Since the success of Toy Story, in 1995, studios have been trying to emulate Pixar’s one hundred percent hit rate when it comes to CG films. In fact studios themselves were born, purely to capitalise on the public’s ever growing appetite for CG animated films. To that end Sony Pictures Animation came to life and their first film, Open Season, hit the theatres in 2006 becoming, if you believe the hype, a box office success and Sony’s number two DVD release of that year. Is all this hype worth your investment? Does a bear do its business in the woods? The answer to both questions, when related to Open Season, as we shall see, is no.
In essence the story boils down to a ‘buddy movie’; Boog is a domesticated grizzly bear living in the garage of his keeper, Beth, and performs, with her, on stage under the guise of teaching the audience. Elliot is a scrawny, fast talking ‘A.D.H.D.’ deer. When the two meet and embark on a rampage hyped up on sugar, Beth makes the hard choice to release Boog back into the wild, but complications arise with the timing, for hunting season is but three days away and once ‘open season’ starts will Boog be safe on his own? Ok, so we can see that there is little originality in the story; a wild one drives a calm one into a situation beyond his understanding and control, resulting in a ‘punishment’ that forces the two to become friends against their will, and working together they then overcome a threatening situation. A clichéd formula, much? Seen it before, much? As such, Open Season is already on an uphill path, because the film does not stray from this obvious plot at any stage; those of us with any filmic savvy will know the plot the second the two main characters meet, from then it’s just a case of join the dots to the typically sappy ending.

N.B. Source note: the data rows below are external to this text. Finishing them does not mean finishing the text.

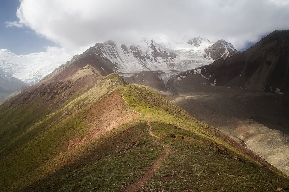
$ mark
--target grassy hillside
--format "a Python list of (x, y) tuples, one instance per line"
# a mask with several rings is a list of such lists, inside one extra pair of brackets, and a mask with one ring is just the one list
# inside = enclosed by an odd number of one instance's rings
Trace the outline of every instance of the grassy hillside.
[[(35, 112), (34, 104), (25, 111)], [(1, 121), (29, 121), (13, 109)], [(33, 123), (25, 132), (15, 132), (19, 147), (0, 160), (1, 191), (249, 191), (289, 187), (277, 170), (213, 128), (142, 87), (124, 86), (115, 75), (75, 93), (52, 113), (30, 116)], [(27, 137), (33, 130), (38, 134)], [(169, 133), (184, 138), (163, 138)], [(10, 142), (9, 146), (16, 145)], [(11, 151), (5, 146), (3, 151)]]

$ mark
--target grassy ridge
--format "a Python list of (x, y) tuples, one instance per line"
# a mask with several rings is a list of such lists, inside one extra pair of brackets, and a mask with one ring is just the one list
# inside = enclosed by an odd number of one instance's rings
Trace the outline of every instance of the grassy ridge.
[[(263, 167), (206, 131), (212, 128), (160, 96), (142, 87), (120, 87), (120, 79), (114, 75), (107, 76), (98, 84), (102, 89), (96, 85), (40, 119), (31, 130), (47, 126), (49, 128), (0, 161), (0, 191), (118, 191), (138, 179), (153, 163), (162, 151), (161, 143), (169, 145), (173, 153), (153, 179), (144, 184), (143, 191), (215, 188), (263, 191), (286, 187), (289, 183), (286, 177)], [(103, 88), (107, 83), (110, 85)], [(121, 92), (127, 102), (122, 104), (122, 113), (131, 112), (131, 108), (141, 115), (68, 151), (70, 142), (76, 138), (81, 140), (88, 132), (85, 120), (98, 112), (93, 107), (110, 98), (108, 93), (114, 89), (114, 93)], [(77, 106), (88, 103), (75, 111)], [(148, 118), (155, 134), (162, 137), (172, 133), (184, 136), (185, 139), (165, 138), (156, 142), (158, 140), (148, 133)], [(139, 145), (119, 151), (137, 140)], [(208, 144), (212, 141), (225, 146), (228, 156), (210, 147)], [(232, 157), (236, 155), (241, 157), (242, 162)], [(234, 174), (234, 178), (229, 176)]]

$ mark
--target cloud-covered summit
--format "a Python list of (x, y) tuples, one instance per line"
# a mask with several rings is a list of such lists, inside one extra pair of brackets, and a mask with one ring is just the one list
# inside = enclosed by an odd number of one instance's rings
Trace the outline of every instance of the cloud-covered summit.
[(129, 43), (160, 34), (223, 39), (240, 50), (289, 28), (284, 0), (21, 0), (17, 15), (7, 26), (28, 26), (72, 54), (109, 39)]

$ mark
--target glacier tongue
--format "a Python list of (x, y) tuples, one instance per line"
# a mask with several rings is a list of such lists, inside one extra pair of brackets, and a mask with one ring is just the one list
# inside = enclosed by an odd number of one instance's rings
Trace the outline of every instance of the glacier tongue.
[(110, 40), (91, 48), (96, 55), (113, 64), (113, 71), (123, 73), (188, 70), (238, 53), (224, 40), (211, 42), (200, 37), (188, 41), (164, 36), (144, 38), (131, 45)]
[(17, 55), (0, 50), (0, 68), (7, 76), (33, 85), (72, 57), (64, 49), (49, 47), (46, 52)]
[[(72, 58), (63, 48), (49, 47), (47, 50), (46, 52), (19, 55), (0, 50), (0, 69), (6, 76), (33, 85)], [(97, 60), (102, 61), (104, 65), (99, 69), (106, 73), (104, 68), (109, 69), (110, 73), (131, 74), (144, 71), (186, 71), (239, 52), (223, 39), (212, 42), (200, 37), (177, 39), (163, 35), (143, 38), (133, 45), (116, 44), (109, 40), (97, 43), (84, 54), (88, 53)]]

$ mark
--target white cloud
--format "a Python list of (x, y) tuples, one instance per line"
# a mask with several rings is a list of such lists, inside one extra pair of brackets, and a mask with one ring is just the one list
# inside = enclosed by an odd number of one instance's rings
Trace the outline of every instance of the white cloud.
[(129, 42), (163, 34), (224, 39), (237, 49), (273, 31), (289, 28), (289, 4), (282, 0), (21, 0), (19, 20), (81, 53), (109, 39)]
[(17, 27), (22, 27), (23, 26), (23, 24), (20, 23), (17, 21), (10, 22), (7, 21), (5, 22), (5, 24), (6, 24), (6, 27), (12, 27), (13, 26)]

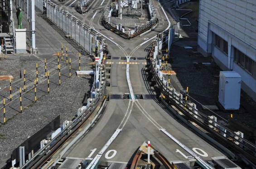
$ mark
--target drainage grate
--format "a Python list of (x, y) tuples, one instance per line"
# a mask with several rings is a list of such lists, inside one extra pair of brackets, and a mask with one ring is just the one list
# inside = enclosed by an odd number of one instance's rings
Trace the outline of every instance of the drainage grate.
[(120, 57), (112, 57), (112, 59), (121, 59), (121, 58)]
[(121, 94), (111, 94), (109, 95), (109, 99), (123, 99)]
[(143, 97), (143, 99), (154, 99), (154, 95), (146, 94), (146, 95), (142, 95), (142, 97)]
[(223, 169), (241, 169), (239, 166), (228, 159), (214, 160), (214, 161)]
[(76, 169), (82, 162), (82, 160), (66, 159), (58, 167), (60, 169)]
[(191, 169), (187, 164), (184, 163), (178, 163), (174, 164), (175, 166), (179, 169)]
[(124, 169), (127, 165), (126, 164), (112, 163), (109, 166), (108, 169)]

Still, at least with likeable characters a tired plot line can be given new life, right?. And here’s Open Season’s second problem, Boog is voiced by Martin Lawrence and Elliot by Ashton Kutcher, neither of which have the presence or the ability to bring an animated character to life, let alone characters that needed to bring a script to life! Aside from Bad Boys and The Butterfly Effect respectively I struggle to think of any films that either have made of any worth, so to rely so heavily on these two to raise a mediocre film to greatness is pure madness. Boog’s journey is that of a typically domesticated animal, unable to fend for himself, or stand up for himself, he can neither fish nor do his business in the woods, needing an actual toilet! In these situations Lawrence’s voice is adequate for the part. However, upon Boog’s transformation to forest leader, rallying the ‘troops’ he fails to ignite that passion needed, even the nods to Braveheart remind us of how badly this acting, and scripting, is. Elliot, on the other hand, is full of life, bouncing around the set in the typically over the top, manic behaviour needed to separate these two characters outlook on life; Kutcher just manages to pull this off, but when it comes to his humility he doesn’t even come close. Perhaps a Frankenstein meld of the two actors would have produced one good performance!

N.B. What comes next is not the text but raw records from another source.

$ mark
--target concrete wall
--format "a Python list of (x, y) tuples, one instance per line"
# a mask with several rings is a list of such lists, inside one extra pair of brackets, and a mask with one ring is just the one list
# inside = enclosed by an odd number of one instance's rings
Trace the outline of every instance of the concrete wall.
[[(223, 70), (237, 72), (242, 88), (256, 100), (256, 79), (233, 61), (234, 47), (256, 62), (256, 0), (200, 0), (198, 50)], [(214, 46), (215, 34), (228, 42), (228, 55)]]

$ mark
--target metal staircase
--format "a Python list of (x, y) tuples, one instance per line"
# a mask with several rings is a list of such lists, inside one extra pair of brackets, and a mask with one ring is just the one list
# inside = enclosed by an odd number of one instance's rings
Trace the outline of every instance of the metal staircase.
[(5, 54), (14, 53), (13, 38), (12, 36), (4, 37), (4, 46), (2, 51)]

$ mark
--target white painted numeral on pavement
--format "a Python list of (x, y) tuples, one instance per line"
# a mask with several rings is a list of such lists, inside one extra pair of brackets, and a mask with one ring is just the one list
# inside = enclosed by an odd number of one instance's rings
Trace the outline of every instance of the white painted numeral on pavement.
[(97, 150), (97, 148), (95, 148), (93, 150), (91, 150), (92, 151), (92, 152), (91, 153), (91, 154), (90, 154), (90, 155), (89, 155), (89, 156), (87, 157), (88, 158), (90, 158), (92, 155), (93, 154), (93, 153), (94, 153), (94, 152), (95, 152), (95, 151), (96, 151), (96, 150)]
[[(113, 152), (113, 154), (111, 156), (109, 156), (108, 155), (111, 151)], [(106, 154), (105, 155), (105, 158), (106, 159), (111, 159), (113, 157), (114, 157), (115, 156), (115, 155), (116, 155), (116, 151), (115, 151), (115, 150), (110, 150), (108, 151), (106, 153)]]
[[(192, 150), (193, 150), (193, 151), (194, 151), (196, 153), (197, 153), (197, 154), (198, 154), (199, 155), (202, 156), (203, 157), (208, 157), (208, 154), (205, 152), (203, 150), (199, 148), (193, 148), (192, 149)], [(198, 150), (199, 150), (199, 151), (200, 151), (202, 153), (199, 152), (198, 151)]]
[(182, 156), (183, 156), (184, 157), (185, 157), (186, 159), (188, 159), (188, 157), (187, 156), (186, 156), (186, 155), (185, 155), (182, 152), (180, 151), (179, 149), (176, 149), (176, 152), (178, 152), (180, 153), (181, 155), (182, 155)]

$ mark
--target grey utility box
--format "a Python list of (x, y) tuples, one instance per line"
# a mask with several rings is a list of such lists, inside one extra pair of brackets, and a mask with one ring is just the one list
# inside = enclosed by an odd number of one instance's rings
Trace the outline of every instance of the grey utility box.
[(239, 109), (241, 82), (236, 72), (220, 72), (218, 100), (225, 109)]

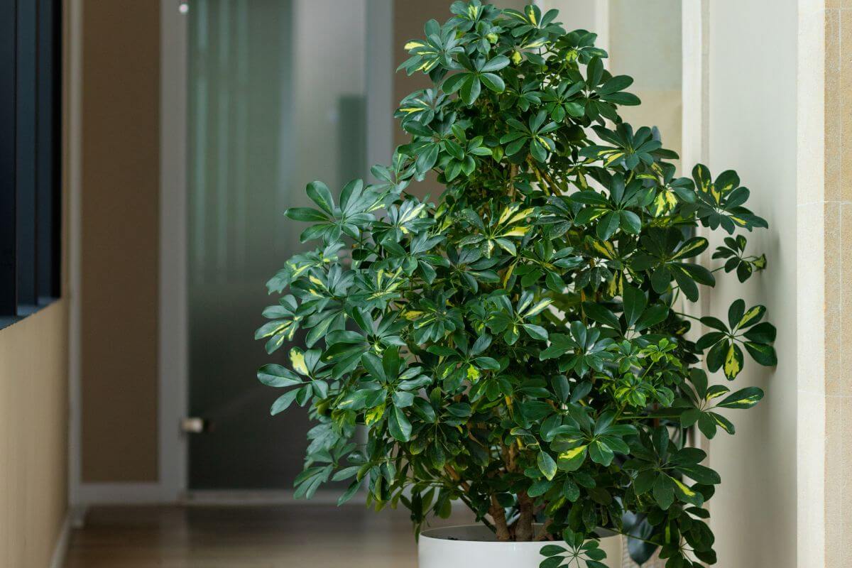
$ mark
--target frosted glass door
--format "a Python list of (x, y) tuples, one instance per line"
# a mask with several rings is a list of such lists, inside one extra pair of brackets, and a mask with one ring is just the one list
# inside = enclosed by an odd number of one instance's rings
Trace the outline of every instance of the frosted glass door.
[(210, 424), (190, 489), (291, 488), (301, 470), (306, 413), (269, 416), (253, 332), (267, 278), (303, 248), (284, 209), (314, 179), (366, 174), (366, 2), (190, 3), (188, 410)]

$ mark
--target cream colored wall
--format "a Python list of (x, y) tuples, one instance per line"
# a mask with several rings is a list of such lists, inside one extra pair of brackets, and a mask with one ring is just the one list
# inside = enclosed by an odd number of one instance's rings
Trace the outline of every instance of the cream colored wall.
[[(797, 565), (797, 3), (709, 3), (708, 165), (714, 175), (737, 170), (751, 190), (747, 206), (767, 219), (769, 229), (745, 233), (752, 250), (766, 253), (767, 270), (745, 285), (733, 274), (717, 273), (708, 309), (725, 319), (737, 297), (748, 306), (765, 304), (778, 328), (780, 361), (777, 370), (766, 369), (746, 355), (746, 370), (730, 385), (758, 386), (766, 397), (749, 410), (727, 412), (736, 435), (720, 433), (710, 445), (709, 465), (722, 476), (711, 502), (711, 526), (718, 565), (792, 567)], [(711, 249), (722, 236), (715, 232)], [(713, 262), (718, 266), (718, 261)]]
[(0, 566), (47, 566), (67, 503), (67, 301), (0, 330)]

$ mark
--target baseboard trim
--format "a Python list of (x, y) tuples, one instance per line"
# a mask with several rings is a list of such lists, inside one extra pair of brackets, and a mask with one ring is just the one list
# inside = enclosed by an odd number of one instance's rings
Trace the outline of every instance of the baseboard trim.
[(70, 510), (65, 514), (48, 568), (62, 568), (65, 565), (65, 556), (68, 552), (68, 540), (71, 538), (71, 514)]
[[(311, 499), (296, 499), (292, 491), (286, 490), (197, 490), (187, 491), (181, 504), (192, 506), (244, 506), (244, 505), (337, 505), (345, 490), (320, 490)], [(366, 494), (356, 493), (344, 503), (366, 504)]]
[(175, 503), (177, 496), (158, 483), (83, 483), (78, 505), (154, 505)]

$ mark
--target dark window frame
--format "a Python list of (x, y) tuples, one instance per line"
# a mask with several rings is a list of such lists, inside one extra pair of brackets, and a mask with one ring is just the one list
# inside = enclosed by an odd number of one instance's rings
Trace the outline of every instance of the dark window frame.
[(61, 0), (0, 0), (0, 327), (61, 294)]

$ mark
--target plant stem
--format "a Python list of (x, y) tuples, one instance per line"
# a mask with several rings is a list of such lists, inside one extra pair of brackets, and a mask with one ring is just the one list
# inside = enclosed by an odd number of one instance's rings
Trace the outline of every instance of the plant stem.
[(532, 510), (532, 499), (527, 494), (526, 490), (518, 491), (518, 508), (521, 509), (521, 514), (518, 517), (518, 522), (515, 525), (515, 540), (518, 542), (531, 541), (533, 536), (532, 521), (535, 515)]
[(491, 518), (494, 519), (494, 528), (497, 540), (506, 542), (509, 540), (509, 525), (506, 524), (506, 512), (500, 503), (497, 502), (497, 497), (491, 496), (491, 508), (488, 509)]

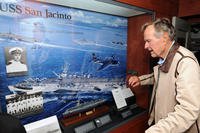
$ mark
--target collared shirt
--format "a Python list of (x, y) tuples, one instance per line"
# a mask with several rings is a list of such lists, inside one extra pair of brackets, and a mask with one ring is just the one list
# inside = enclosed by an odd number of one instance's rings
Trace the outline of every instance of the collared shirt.
[(174, 43), (175, 43), (175, 41), (172, 42), (170, 48), (169, 48), (168, 51), (167, 51), (167, 54), (166, 54), (165, 58), (164, 58), (164, 59), (162, 59), (162, 58), (159, 59), (159, 61), (157, 62), (158, 65), (162, 65), (162, 64), (165, 62), (165, 60), (166, 60), (166, 58), (167, 58), (167, 55), (169, 54), (169, 51), (170, 51), (170, 49), (172, 48), (172, 46), (173, 46)]

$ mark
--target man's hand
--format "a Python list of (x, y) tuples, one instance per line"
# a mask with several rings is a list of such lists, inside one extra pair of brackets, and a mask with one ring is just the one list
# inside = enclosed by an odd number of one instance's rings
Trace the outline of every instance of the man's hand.
[(136, 86), (140, 85), (140, 79), (137, 76), (131, 76), (128, 79), (128, 85), (131, 87), (136, 87)]

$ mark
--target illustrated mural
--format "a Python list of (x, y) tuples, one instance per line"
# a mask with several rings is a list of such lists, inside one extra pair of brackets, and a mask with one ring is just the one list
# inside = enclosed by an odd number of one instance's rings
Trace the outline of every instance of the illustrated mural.
[[(127, 18), (1, 2), (0, 27), (0, 103), (24, 124), (111, 101), (125, 84)], [(15, 54), (27, 68), (8, 68)]]

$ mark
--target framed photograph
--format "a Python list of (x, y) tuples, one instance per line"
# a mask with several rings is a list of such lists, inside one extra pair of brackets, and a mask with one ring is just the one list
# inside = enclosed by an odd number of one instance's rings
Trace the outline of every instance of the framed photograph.
[(27, 75), (24, 47), (5, 47), (6, 73), (8, 77)]

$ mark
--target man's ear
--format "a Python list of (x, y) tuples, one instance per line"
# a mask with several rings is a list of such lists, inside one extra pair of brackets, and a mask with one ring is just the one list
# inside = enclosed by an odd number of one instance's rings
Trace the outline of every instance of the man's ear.
[(163, 34), (163, 42), (164, 42), (164, 43), (167, 43), (168, 40), (169, 40), (169, 35), (168, 35), (167, 32), (164, 32), (164, 34)]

Ah well, at least we can fall back on the comedy. Or not. Unfortunately Open Season aims low. Instead of treating kids like little adults, it treats them like kids, and not very bright ones at that. Typically low brow humour with little or no wit means that kids under five may get some enjoyment out of it, but anyone older will be struggling to raise a smile. Even the slapstick falls, ummm, flat. It comes to something when I proudly produce this 3D disc to my own kids expecting a “wow” response and all that I get back is distain. When I asked why, they say they’ve seen it before – not the film, just everything in it. Out of the mouth of babes, huh?
The thing is, the film is not that bad, it’s just tired and obvious. But here’s the rub. In this, it’s 3D guise, the film looks utterly spectacular; clearly the best 3D presentation to date, more on which in the picture section. Talk about your Catch-22! If ever there was a case for ‘leaving your brain at the door’ then this is it – Open Season is nothing to watch, but everything to see!